И опять зашумели, даже Костя проснулся.
– Места настоящего нет, – говорил Петр, – а впрочем, что место… Придет весна, уйду я из этого проклятого города…
– О. Глеба на покой уволили. В затворе старец и принимать ему никого не велено.
– Твою коробку с эпитафией отобрали, Каиафа у себя поставил… в киот.
– Сломали качели.
– Все сломают! – ударил Петр кулаком об стол. Николай мало говорил, больше слушал. Рассказывал Николай о себе, но ни словом не коснулся самого главного, больше рассказывал так о ссылке и товарищах-ссыльных, о том, как отупляет и калечит подневолье. Потом пошла философия.

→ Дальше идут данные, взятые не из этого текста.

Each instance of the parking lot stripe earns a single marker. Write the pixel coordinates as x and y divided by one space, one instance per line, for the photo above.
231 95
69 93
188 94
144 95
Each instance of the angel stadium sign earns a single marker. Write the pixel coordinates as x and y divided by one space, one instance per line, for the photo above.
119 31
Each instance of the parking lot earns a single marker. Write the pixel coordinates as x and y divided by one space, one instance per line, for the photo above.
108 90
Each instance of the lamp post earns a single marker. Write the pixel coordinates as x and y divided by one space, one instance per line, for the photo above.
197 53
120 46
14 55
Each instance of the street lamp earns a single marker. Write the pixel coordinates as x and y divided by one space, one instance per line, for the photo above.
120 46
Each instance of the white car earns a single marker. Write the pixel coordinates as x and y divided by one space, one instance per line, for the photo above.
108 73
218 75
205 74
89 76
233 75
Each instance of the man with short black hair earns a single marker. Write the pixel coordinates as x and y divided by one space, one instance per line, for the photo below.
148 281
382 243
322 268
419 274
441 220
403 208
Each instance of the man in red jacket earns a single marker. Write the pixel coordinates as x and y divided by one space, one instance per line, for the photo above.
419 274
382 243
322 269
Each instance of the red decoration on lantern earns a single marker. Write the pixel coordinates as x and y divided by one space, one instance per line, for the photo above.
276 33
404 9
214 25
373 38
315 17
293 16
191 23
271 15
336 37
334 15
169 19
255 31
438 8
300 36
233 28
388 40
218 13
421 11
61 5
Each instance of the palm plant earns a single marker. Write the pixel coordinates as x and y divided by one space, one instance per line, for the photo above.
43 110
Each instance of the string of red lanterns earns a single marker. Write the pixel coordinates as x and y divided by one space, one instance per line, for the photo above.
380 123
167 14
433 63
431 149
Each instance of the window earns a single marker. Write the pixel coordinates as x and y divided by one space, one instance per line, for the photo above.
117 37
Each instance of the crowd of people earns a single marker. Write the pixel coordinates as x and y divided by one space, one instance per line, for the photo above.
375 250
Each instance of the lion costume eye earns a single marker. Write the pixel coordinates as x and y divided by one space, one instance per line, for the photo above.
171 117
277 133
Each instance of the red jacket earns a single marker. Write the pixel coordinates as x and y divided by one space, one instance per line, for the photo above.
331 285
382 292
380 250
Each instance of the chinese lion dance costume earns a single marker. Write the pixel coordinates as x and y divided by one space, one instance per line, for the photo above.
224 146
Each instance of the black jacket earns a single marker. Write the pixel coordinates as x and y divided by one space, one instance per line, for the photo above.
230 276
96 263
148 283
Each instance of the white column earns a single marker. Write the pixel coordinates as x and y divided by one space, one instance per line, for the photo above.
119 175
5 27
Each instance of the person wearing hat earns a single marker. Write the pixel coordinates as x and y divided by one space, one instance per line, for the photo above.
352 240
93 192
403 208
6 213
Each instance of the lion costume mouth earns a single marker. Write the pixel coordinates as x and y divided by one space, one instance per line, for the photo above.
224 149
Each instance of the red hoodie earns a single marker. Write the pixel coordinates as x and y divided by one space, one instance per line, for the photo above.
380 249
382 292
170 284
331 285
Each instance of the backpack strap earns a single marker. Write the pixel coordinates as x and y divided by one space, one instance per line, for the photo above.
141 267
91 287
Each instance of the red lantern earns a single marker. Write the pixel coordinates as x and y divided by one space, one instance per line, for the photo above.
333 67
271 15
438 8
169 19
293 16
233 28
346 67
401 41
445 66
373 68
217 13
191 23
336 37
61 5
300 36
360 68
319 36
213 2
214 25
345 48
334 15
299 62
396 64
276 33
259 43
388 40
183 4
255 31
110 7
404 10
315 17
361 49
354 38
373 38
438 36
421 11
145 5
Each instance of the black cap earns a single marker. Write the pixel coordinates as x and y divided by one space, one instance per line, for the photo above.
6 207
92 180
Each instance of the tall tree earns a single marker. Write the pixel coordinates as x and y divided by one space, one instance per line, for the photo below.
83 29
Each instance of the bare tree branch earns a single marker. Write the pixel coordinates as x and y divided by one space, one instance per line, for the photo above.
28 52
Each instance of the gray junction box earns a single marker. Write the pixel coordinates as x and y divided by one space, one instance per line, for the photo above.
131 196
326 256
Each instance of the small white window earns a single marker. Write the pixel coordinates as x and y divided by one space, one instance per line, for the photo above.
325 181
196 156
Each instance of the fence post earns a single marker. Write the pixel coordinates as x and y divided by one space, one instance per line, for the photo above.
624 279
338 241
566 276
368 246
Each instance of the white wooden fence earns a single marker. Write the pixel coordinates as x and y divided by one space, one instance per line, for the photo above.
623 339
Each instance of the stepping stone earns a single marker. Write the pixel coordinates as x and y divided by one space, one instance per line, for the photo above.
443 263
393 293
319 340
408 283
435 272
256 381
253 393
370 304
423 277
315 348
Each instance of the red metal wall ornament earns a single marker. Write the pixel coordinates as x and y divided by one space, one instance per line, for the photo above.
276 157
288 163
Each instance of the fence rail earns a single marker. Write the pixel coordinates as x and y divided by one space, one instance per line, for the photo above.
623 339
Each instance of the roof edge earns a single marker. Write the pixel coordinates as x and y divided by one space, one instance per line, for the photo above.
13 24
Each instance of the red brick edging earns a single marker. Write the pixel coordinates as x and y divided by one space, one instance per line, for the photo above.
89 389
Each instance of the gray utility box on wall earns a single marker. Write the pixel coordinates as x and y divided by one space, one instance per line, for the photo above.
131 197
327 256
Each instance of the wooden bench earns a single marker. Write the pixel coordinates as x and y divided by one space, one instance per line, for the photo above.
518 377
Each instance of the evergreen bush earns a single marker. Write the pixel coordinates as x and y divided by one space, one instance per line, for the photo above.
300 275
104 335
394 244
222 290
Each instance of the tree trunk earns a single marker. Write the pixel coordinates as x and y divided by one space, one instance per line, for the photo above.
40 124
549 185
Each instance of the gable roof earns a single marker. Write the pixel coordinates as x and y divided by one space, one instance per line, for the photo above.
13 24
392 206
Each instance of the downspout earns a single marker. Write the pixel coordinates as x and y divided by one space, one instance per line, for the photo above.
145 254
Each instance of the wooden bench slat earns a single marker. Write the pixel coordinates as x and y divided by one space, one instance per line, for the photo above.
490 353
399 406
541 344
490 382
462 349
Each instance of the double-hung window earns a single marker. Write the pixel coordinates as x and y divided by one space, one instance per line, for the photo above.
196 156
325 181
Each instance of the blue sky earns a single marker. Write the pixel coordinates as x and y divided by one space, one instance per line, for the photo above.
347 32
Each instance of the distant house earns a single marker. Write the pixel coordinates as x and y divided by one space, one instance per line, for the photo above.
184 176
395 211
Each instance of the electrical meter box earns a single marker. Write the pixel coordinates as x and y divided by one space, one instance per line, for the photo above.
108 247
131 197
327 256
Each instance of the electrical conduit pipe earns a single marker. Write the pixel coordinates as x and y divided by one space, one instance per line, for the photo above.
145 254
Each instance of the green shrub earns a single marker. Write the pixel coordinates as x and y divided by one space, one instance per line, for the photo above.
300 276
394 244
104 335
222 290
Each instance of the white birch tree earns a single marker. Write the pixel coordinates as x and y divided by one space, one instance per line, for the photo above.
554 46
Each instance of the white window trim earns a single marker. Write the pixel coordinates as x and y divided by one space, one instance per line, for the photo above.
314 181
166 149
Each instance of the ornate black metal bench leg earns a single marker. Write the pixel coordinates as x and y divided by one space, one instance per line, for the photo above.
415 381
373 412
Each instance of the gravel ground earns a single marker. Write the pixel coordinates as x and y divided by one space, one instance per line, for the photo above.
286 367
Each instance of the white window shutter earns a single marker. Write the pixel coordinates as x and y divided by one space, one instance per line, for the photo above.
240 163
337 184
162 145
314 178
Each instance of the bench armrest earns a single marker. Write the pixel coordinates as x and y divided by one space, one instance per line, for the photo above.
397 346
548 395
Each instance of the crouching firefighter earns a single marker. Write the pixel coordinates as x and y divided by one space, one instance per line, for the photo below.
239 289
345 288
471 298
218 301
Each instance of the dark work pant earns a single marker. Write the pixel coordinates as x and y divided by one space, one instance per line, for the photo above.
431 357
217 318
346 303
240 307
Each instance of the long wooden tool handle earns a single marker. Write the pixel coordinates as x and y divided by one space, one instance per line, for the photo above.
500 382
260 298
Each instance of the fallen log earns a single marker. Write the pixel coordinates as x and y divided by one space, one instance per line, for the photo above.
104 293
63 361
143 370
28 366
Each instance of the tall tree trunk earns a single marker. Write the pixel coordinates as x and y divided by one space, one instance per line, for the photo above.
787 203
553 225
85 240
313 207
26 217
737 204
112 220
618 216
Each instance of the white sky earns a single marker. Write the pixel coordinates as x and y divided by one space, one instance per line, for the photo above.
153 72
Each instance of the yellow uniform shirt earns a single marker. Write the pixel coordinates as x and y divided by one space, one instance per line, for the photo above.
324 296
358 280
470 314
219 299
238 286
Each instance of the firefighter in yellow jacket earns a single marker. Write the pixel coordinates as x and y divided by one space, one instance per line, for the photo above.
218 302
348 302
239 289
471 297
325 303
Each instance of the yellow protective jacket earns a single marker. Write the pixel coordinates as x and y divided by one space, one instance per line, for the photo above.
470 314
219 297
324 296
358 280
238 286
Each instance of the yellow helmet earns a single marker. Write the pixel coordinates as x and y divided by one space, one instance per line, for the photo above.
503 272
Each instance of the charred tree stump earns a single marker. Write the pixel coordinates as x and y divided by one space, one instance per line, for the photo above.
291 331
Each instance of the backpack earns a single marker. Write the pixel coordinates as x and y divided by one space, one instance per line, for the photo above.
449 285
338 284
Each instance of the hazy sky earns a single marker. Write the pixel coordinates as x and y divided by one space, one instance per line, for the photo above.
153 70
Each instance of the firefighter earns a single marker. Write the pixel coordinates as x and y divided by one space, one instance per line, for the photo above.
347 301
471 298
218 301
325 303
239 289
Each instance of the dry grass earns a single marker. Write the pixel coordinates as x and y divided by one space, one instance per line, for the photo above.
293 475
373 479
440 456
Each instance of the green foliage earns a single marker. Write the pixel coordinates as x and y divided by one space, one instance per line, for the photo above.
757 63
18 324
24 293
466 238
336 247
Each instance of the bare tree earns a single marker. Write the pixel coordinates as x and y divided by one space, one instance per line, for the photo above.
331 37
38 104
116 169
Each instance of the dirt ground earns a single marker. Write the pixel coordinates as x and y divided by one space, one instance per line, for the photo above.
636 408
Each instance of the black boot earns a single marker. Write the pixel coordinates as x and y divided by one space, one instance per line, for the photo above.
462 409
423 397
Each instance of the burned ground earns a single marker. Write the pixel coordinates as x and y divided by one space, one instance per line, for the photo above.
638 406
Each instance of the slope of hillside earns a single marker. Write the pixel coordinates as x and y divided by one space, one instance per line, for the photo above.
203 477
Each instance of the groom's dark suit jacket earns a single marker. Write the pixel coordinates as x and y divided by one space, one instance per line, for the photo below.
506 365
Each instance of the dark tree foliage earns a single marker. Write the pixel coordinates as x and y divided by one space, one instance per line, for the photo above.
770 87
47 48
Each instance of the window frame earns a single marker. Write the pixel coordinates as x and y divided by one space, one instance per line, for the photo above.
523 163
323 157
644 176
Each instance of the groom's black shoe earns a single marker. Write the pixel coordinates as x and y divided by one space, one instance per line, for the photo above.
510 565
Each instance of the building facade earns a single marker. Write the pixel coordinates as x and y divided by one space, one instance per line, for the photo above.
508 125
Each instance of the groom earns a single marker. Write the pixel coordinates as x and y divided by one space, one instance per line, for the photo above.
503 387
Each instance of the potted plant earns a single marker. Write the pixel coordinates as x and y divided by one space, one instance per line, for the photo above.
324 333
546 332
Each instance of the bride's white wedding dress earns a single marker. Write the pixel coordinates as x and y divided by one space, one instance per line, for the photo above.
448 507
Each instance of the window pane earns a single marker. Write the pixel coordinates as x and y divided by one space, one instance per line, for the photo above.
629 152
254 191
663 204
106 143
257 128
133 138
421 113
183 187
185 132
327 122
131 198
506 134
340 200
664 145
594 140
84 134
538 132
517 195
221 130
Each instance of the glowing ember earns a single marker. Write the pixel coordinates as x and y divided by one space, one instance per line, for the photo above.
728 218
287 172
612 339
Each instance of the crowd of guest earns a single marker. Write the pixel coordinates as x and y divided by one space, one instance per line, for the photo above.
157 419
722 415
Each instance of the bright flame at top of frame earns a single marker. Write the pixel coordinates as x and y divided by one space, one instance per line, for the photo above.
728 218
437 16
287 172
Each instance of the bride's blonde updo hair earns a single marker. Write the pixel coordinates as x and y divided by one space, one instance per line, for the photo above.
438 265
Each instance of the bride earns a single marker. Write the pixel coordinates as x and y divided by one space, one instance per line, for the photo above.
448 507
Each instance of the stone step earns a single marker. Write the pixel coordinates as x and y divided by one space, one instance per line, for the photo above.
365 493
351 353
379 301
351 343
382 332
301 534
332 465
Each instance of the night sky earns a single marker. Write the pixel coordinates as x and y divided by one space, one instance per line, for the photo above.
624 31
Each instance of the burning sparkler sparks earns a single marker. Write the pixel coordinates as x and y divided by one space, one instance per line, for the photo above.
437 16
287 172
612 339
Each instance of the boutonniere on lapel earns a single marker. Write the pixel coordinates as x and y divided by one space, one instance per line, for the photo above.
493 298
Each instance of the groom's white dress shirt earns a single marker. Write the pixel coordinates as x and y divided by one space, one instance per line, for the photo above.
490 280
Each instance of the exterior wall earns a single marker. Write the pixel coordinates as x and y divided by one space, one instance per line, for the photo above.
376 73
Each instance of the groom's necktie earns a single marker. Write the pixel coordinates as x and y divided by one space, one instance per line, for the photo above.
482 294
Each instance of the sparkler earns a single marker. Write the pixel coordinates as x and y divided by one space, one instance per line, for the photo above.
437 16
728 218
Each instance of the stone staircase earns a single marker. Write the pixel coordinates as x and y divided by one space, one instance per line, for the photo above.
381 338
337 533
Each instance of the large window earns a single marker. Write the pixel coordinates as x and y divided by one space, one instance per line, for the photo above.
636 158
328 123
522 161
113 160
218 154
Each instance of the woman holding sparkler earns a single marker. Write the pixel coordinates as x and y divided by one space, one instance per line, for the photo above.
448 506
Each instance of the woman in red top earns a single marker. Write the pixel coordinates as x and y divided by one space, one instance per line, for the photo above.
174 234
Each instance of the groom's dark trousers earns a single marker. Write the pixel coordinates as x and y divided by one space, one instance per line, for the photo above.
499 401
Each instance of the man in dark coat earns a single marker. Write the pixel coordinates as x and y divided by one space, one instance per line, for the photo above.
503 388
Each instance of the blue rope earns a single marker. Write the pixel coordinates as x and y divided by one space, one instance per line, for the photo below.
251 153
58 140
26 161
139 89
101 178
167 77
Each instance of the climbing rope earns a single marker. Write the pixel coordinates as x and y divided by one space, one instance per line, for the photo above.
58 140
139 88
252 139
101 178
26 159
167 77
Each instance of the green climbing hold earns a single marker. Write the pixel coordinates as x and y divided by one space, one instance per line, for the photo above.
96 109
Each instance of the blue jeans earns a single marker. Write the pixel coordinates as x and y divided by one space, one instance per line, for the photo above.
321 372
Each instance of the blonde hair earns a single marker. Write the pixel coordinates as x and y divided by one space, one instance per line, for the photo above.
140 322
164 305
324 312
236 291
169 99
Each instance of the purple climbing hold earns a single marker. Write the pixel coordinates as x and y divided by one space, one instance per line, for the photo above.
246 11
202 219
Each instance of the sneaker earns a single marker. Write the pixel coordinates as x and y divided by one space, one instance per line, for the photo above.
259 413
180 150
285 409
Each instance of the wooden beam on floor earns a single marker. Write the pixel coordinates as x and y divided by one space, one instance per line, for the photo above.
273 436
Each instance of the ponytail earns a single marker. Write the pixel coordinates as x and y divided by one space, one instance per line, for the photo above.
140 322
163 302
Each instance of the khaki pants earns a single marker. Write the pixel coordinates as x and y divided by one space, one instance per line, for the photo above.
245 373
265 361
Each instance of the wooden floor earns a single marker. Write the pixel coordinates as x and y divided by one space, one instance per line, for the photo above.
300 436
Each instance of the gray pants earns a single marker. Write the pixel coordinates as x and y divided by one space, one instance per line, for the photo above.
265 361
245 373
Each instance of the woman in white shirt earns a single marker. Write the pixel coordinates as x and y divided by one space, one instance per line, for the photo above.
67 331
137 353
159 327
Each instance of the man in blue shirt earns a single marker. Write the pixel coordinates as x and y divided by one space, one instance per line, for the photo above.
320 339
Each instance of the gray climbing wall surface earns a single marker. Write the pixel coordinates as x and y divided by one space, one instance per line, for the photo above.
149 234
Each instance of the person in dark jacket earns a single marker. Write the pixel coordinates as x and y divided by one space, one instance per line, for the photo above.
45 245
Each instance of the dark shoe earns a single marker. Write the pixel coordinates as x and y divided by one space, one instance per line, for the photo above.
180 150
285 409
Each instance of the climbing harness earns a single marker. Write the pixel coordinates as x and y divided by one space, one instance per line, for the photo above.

Алексей Алексеевич больше всех горячился:
– Мечтать устроить жизнь лучше и свободнее… А какую волю дать невольной душе?
Петр свое говорил:
– Поступил я к приятелю в театр, милее он милого, а то, что ты жрать хочешь и, не жравши, играть не можешь, этого он никогда не поймет… не заметит, некогда ему, понимаешь… и сидишь так ночью после спектакля и думаешь: как это он там у себя ест, непременно почему-то думаешь, что ест, и кишки у тебя все переворачиваются, а от холода и тупой злобы дрожь трясет…
– Главное тут не борьба, не свобода, а во имя чего борются, во имя чего борьба ведется?
– Хочешь, я сию минуту, – наступал Петр, – хочешь, я влезу на шкап и вниз головой, и не расшибусь.
Вспоминали огорелышевские проделки, о. Гавриила, Боголюбского старца. Старца решили непременно проведать завтра же: Петр пойдет с Николаем.
То-то старец обрадуется! В бутылках оставалось на донышке. Шум стоял, как когда-то в пивной у Гарибальди.
– Да провалится вся земля с ее утробой! – Петр влез на шкап и приноравливался проделать свои головоломный фокус: броситься вниз головой и не расшибиться.
Евгений сидел молчаливый и грустный.
Николай тоже молчал, Николай чувствовал, что трясет его, чувствовал, как где-то в сердце ломают что-то…
Алексей Алексеевич уселся за пьянино, стал играть.
Слушал Николай музыку. Ложились звуки на сердце, и был на сердце живой костер.